Abstract

Discriminative Correlation Filter (DCF) based trackers are quite efficient in tracking objects by exploiting the circulant structure. The kernel trick further improves the performance of such trackers. The unwanted boundary effects, however, are difficult to solve in the kernelized correlation models. In this paper, we propose a novel Constrained Multi-Kernel Correlation tracking Filter (CMKCF), which applies spatial constraints to address this drawback. We build the multi-kernel models for multi-channel features with three different attributes, and then employ a spatial cropping operator on the semi-kernel matrix to address the boundary effects. For the constrained optimization solution, we develop an Alternating Direction Method of Multipliers (ADMM) based algorithm to learn our multi-kernel filters efficiently in the frequency domain. In particular, we suggest an adaptive updating mechanism by exploiting the feedback from high-confidence tracking results to avoid corruption in the model. Extensive experimental results demonstrate that the proposed method performs favorably on OTB-2013, OTB-2015, VOT-2016 and VOT-2018 dataset against several state-of-the-art methods.

Highlights

  • V ISUAL tracking has a plethora of practical applications in computer vision, including robotics [1], surveillance [2], video processing and biological image analysis [3]
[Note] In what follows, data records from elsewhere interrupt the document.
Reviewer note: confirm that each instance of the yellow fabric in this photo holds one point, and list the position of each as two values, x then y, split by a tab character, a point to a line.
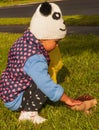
55	64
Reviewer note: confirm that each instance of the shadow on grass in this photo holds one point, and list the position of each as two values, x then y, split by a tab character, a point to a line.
77	44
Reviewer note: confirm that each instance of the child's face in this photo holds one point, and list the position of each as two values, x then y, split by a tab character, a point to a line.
49	45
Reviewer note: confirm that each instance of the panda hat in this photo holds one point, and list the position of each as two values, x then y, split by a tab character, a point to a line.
47	22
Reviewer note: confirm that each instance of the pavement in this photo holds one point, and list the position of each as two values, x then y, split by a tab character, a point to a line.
70	29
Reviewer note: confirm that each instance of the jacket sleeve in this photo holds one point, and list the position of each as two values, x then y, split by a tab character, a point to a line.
36	67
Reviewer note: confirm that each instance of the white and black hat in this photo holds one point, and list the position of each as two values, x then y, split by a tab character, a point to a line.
47	22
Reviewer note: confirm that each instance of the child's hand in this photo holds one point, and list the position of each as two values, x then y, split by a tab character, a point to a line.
69	101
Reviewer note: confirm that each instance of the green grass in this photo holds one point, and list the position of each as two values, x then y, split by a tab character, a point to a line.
4	3
80	55
75	20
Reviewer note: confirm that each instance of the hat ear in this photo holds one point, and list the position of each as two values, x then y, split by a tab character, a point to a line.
45	8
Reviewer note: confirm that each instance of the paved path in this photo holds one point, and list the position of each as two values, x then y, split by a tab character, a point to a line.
68	7
71	29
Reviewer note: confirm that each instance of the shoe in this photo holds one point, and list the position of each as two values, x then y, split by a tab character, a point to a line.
31	116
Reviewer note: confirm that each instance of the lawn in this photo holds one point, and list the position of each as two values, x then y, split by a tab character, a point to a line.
80	55
80	75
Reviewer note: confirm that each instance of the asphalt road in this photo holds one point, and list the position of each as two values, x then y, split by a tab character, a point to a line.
68	7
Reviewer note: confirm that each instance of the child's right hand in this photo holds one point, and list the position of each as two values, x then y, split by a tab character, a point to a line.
69	101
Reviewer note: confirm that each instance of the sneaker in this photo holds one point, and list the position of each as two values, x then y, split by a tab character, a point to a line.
31	116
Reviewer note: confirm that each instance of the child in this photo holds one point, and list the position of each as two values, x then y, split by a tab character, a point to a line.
25	84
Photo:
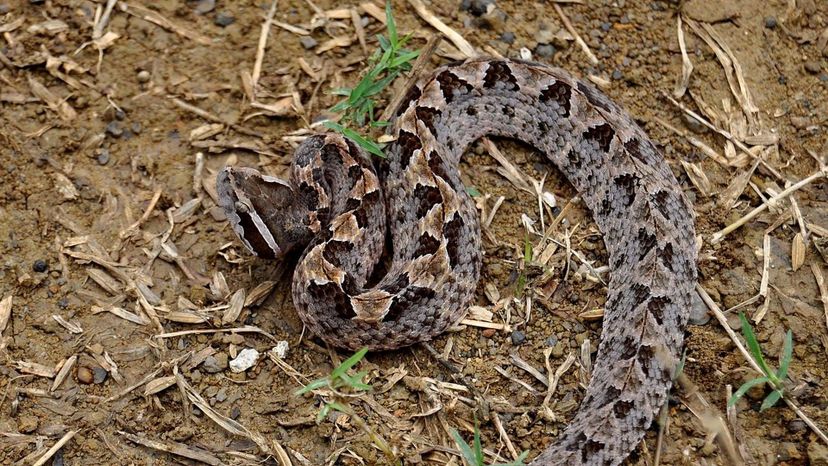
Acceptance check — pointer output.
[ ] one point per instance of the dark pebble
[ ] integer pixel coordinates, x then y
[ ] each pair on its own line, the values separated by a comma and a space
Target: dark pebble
205, 6
99, 375
40, 266
476, 7
114, 129
545, 50
103, 157
307, 42
224, 19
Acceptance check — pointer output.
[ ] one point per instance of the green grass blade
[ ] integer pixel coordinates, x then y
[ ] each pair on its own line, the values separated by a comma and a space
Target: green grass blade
465, 449
478, 447
744, 389
349, 363
753, 345
770, 400
787, 355
316, 384
390, 24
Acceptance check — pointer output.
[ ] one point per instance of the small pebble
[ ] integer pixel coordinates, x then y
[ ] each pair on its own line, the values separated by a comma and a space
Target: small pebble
103, 157
114, 129
224, 19
40, 266
518, 337
99, 375
476, 7
85, 375
545, 50
307, 42
813, 67
205, 6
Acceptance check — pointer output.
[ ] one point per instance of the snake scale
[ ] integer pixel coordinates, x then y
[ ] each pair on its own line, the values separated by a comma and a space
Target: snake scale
340, 211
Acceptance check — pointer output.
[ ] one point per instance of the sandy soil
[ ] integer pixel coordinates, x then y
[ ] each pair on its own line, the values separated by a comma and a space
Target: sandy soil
114, 255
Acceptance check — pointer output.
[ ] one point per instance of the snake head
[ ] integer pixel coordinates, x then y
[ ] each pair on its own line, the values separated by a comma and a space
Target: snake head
263, 212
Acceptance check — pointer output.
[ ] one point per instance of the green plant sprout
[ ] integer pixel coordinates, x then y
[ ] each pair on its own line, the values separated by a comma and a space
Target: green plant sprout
342, 386
386, 64
473, 454
773, 378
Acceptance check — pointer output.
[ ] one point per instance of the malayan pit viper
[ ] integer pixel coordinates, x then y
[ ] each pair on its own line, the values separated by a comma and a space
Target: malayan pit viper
338, 209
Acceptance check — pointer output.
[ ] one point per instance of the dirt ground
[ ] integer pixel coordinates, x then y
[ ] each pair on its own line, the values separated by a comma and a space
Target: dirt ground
119, 272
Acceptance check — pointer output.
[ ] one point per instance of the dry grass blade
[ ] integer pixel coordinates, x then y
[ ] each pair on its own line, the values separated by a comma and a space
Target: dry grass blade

  • Success metric measures the percentage of frames where the Intersection over Union (IoU) ratios of predicted and groundtruth bounding boxes are larger than a given threshold and the overall success performance is indicated by the Area Under the Curve (AUC) of success plots for all the thresholds

  • Considering clarity and representation, we mainly focus on the performance of the most common challenge factors, namely Occlusion (OCC), In-Plane or Out-of-Plane Rotation (IPR or OPR), Fast Motion (FM), Scale Variation (SV) and Background Clutter (BC)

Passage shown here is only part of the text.